The application of artificial intelligence (AI) and machine learning (ML) to IT infrastructure and operations (I&O) – known as AIOps – is a hot trend in the enterprise and service provider world and for good reason: it can turbocharge IT operations. Done correctly, AIOps increases IT operational accuracy, agility and efficiency.
For this reason, AI and AIOps are high on many CIO/CISO agendas in financial services, healthcare, retail, manufacturing, service providers, government and other segments.
The challenge is that it’s very easy for AIOps initiatives go wrong if the IT team skips over the necessary data considerations. While AIOps is put into action more on the operational side of IT, the high-quality data it relies upon comes from the IT infrastructure, particularly the network infrastructure. And without that foundation of accurate, precise and consistent input data, the move to AIOps provides little value – and can even lead IT teams astray.
How AIOps Works
AIOps uses AI/ML and analytics to consolidate alerts, events, issues, trouble tickets, etc., and provides actionable insights to the IT team or takes corrective action automatically on their behalf. In this sense it provides focus, eliminating the noise and fatigue that comes with triaging a never-ending barrage of alerts, and instead looking below the surface to identify what is actually going on with the underlying systems. In many cases the AI/ML is actually better and faster than humans in detecting anomalies, recognizing patterns, predicting events, and narrowing down root causes – hence providing critical insights for taking corrective actions.
It also provides actionable context, giving IT teams the ability to act quickly and decisively. Taken to its limit, this contextual insight from correlated and analyzed data can ultimately enable automated optimizations and corrections…in short, “autonomous network operation”. It can also help baseline the system’s performance and compare key metrics as changes are made to identify improvements – resulting in an ongoing process of correcting, assessing and tuning based on “closed-loop” automation. By continuously and automatically crunching through reams of data, AIOps eliminates a lot of guesswork, biases and finger-pointing while reducing mean time to resolution (MTTR) and improving operational efficiency.
Data, however, is AIOps’ Achilles Heel, because without the right data in sufficient quantity at the appropriate frequency and high quality, the AI/ML can’t provide accurate analysis. In fact, it can potentially have a detrimental effect by reaching erroneous conclusions.
How Data Drives AIOps
There is a story your systems tell about what has, is and will happen throughout your infrastructure; it lies in the continuous stream of data generated by network and security systems. If you can read and interpret the story, you can fully understand what is going on. At its simplest level, that’s what AIOps does.
Operationally, AIOps data flows from its source through an extract, transform and load (ETL) pipeline, which normalizes it for processing and feeds it into a data lake for analysis. As with most AI/ML based systems, the quality of this data – its consistency, reliability, completeness, accuracy and precision – matters as much as the data itself. For example, too few sources or data that is inconsistent or incomplete results in blind spots and skewed decisions which could lead to bad experiences and lost business.

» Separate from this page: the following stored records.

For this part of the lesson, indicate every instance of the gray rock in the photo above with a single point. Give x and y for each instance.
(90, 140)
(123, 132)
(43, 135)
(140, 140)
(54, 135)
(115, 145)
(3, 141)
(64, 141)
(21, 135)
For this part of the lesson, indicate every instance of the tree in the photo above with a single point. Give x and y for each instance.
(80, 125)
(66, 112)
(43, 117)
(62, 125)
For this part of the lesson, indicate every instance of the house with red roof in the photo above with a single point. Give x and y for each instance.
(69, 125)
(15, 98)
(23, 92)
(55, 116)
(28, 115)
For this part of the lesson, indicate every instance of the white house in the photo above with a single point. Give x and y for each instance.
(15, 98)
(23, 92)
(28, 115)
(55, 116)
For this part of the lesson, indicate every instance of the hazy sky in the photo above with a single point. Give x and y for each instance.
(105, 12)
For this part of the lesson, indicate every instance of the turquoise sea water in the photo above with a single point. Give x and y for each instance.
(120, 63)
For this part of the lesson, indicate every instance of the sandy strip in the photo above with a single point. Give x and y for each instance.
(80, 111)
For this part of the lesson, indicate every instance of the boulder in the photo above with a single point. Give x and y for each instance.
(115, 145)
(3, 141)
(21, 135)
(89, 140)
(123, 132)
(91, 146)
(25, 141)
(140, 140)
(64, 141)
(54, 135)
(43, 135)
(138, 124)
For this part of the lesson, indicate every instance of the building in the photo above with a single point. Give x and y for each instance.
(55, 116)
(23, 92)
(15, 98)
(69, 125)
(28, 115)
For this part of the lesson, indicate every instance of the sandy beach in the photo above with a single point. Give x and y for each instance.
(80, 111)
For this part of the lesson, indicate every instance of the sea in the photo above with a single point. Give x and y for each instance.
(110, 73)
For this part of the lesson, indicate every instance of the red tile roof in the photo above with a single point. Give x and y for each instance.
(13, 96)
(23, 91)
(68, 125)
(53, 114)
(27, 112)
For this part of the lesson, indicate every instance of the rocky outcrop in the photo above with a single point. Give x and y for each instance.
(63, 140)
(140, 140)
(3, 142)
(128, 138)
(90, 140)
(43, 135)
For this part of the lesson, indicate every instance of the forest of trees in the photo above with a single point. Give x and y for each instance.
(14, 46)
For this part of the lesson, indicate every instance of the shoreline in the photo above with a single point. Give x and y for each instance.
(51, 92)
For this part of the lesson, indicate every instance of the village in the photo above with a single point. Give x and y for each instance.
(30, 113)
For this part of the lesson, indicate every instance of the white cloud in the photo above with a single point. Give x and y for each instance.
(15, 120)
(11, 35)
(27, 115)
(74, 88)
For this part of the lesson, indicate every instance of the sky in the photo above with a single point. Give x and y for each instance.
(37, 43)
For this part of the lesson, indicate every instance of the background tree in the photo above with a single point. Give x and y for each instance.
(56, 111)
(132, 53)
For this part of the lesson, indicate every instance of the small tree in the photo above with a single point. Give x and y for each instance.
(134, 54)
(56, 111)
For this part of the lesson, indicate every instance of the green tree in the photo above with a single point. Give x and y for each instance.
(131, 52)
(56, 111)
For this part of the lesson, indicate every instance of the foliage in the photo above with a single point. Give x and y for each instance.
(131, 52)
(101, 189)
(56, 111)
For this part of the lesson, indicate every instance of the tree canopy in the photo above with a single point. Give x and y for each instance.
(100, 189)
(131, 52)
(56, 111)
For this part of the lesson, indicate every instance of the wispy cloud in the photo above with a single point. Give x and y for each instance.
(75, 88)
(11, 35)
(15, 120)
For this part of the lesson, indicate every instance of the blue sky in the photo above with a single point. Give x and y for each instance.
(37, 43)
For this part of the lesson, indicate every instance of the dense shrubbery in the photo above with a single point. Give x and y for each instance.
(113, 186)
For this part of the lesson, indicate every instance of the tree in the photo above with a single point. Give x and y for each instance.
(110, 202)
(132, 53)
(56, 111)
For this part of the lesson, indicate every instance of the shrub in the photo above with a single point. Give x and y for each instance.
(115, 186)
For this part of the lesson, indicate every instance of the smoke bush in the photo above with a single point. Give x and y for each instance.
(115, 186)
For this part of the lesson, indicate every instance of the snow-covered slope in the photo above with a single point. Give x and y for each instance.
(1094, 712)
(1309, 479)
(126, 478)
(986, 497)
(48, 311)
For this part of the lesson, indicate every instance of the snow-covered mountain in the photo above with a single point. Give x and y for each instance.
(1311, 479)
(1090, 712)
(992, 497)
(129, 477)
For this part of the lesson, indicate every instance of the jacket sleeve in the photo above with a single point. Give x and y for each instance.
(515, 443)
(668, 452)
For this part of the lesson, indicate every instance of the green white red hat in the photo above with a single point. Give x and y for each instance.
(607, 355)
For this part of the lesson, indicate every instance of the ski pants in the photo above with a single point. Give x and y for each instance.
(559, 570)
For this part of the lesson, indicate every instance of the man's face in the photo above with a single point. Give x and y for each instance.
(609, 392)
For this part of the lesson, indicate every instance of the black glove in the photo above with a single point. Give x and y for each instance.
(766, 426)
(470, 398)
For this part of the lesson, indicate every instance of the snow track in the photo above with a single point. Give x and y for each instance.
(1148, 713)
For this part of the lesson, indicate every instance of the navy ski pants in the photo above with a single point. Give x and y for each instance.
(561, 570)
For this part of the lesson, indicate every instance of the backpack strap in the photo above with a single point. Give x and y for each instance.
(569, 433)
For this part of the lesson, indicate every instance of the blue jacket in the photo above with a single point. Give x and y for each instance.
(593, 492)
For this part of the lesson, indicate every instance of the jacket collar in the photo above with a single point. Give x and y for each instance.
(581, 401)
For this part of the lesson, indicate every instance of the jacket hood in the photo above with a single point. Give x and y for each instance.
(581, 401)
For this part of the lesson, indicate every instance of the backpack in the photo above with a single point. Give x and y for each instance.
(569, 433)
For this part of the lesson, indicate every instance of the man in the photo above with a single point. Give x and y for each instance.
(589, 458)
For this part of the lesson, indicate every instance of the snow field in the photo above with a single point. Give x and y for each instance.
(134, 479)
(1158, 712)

Essential Data Ingredient You Cannot Miss
If data is what fuels AI/ML and analytics, then when it comes to AIOps it’s the network data in the purest form – i.e., network packet data – that matters. Since the network connects everything from applications to IoT devices to end-users in the larger organization, it encompasses a lot of information about people, systems and experiences. Conversely, the network is often blamed first when problems arise, even if the root cause is located elsewhere – making the network data even more important to prove itself non-guilty.
In this sense the network serves as a proxy for the application performance, security and end user experience of the overall IT ecosystem. Specifically, high-resolution network packet data can feed AIOps with insight on problems; information flows for users, applications, cloud, IoT, etc.; security threats, including malicious activity, and of course application performance and the related end user experience.
But how do you gain access to high-quality packet or flow data? It starts with deploying devices such as network TAPs or virtual TAPs that mirror the raw network traffic. The collected data is centrally aggregated and consolidated using a Network Packet Broker (NPB) which processes, normalizes and forwards the high-resolution network packet data in real-time to the AI/ML systems for AIOps. Some AIOps systems may also consume network flow data, which can be generated from the collected packet data by specialized appliances inserted after the packet broker.
Rolling the AIOps
Beginning an AIOps pilot deployment by focusing on network data acquisition makes for a solid crawl-walk-run approach. This simplifies the initial deployment, as the availability and ubiquity of network TAPs and packet brokers minimizes the complexity and risk of data acquisition, ensures that the data is consistent, reliable, complete, accurate and precise, and allows the addition of other data sources later as AIOps shows value.
It’s quickly becoming an article of faith that AIOps’ use of AI/ML and analytics can help IT I&O teams become more efficient in the face of ever-increasing alerts, complexities and workloads by providing focus and clarity on the most important issues. Moreover, AIOps speeds up time to resolution by eliminating manual workflows. But the key to AIOps success (and ROI across the board for IT functions including DevOps, AppOps, SecOps, CloudOps and NetOps) is to start with a solid foundational network-centric data approach.